Jaeger böyle bir felsefeye teleolojik niteliği yakıştırıyor. Mekanizmin tam tersi olan bu sıfata göre evren belli bir amaca yönelmiştir. Zaten tanrısal olandan bahsedilen yerde bir amaç olduğu zannolunabilir. Bunun Platon’a ve sonraki idealistlere etki eden bir tasavvur olduğu söylenebilir. Zira doğa felsefesi adıyla anılacak olan bilim faaliyetleri modern dünyaya kadar  antik Yunan’a dayanan böyle bir teolojiyle yaşamıştır.

Sonuç

Jaeger popüler değerler dizesini sorgulayarak ilk Yunan filozoflarının din dışı felsefe yaptığına dair algıyı sarsıyor. Öteden beri Yunanlıların düşüncelerini felsefe olarak algılamamız onların dine dayanmamaları ile ilişkilendirilirmişti. Modern dünyanın dinle hesaplaşmaya çalışması ilk Yunan filozoflarının da dinle hesaplaştığının görülmesine yol açmıştır. Jaeger’in bu çalışmasında Yunanlıların dini dert etmediklerini, hatta felsefeyi bile dert etmediklerini görüyoruz. Onlar bir şeye karşı çıkmak değil, anlamak çabasındaydılar.
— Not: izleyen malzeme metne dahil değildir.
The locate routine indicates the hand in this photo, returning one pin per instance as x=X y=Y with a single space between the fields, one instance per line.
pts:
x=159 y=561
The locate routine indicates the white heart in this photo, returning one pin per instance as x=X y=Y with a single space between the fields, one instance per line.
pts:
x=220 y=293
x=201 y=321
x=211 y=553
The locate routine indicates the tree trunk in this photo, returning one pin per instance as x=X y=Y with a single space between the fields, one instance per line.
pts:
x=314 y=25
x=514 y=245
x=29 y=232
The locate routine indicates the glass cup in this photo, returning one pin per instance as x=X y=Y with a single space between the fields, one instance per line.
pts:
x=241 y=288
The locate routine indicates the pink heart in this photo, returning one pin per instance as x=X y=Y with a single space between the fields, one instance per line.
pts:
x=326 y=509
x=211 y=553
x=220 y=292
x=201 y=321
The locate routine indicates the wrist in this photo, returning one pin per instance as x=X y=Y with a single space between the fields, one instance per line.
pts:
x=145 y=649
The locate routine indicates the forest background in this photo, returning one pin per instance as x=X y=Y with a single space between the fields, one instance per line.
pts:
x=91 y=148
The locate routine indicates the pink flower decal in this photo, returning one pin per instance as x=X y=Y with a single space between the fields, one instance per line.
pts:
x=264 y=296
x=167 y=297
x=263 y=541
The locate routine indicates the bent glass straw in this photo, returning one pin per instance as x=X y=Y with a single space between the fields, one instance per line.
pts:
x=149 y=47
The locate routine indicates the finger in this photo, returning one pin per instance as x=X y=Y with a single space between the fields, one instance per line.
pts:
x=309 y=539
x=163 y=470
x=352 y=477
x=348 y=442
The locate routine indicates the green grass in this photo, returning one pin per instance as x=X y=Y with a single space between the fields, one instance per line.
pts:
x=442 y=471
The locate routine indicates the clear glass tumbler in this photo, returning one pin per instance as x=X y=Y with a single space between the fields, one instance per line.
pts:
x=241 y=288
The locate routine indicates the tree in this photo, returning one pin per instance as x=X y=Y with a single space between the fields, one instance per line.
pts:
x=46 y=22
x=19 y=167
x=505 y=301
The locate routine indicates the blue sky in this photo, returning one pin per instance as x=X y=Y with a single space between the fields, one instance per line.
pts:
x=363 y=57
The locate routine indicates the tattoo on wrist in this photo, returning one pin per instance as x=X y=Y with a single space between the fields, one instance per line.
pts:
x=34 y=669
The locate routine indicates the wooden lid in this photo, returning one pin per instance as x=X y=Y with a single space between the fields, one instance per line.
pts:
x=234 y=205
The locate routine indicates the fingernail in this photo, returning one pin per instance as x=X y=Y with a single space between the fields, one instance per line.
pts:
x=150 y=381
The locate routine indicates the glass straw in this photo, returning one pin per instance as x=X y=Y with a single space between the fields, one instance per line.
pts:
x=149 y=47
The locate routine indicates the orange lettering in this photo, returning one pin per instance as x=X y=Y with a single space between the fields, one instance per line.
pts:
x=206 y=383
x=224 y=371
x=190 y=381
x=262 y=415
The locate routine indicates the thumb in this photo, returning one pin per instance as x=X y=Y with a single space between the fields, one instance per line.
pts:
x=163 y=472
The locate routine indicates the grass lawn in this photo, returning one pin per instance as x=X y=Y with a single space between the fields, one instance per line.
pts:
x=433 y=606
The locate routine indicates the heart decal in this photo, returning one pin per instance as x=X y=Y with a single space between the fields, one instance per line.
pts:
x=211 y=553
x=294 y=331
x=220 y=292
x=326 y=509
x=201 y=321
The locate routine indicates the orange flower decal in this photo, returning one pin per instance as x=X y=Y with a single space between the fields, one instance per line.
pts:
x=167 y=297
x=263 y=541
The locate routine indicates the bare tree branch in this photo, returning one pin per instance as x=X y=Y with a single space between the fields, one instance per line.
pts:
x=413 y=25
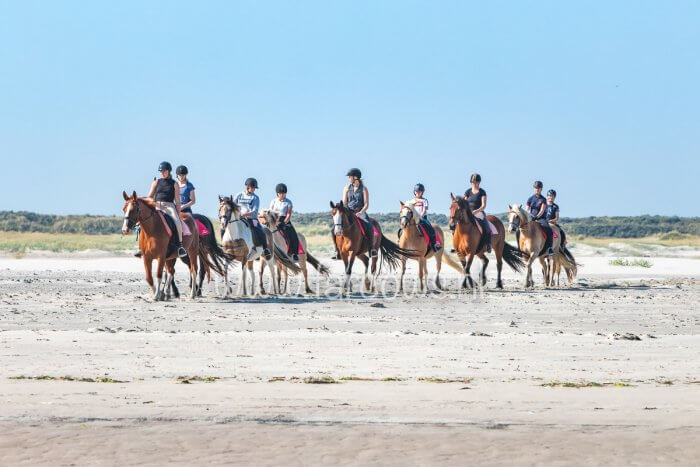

Anlamak için sordular ve din de bunun içindeydi. İnsanın inanç hayatı hem soruları soruyordu, hem de soruların hedefindeydi. İlk Yunan filozoflarının düşünceleri de teolojik eksendeydi.

Kaynakça

  • Jaeger, Werner;  İlk Yunan Filozoflarında Tanrı Düşüncesi, İthaki Yayınları, 2011.
  • Jaeger, Werner;  Paideia- The Ideals of Greek Culture – Vol I- Archaic Greece – The Mind of Athens, Oxford Yay., 1946.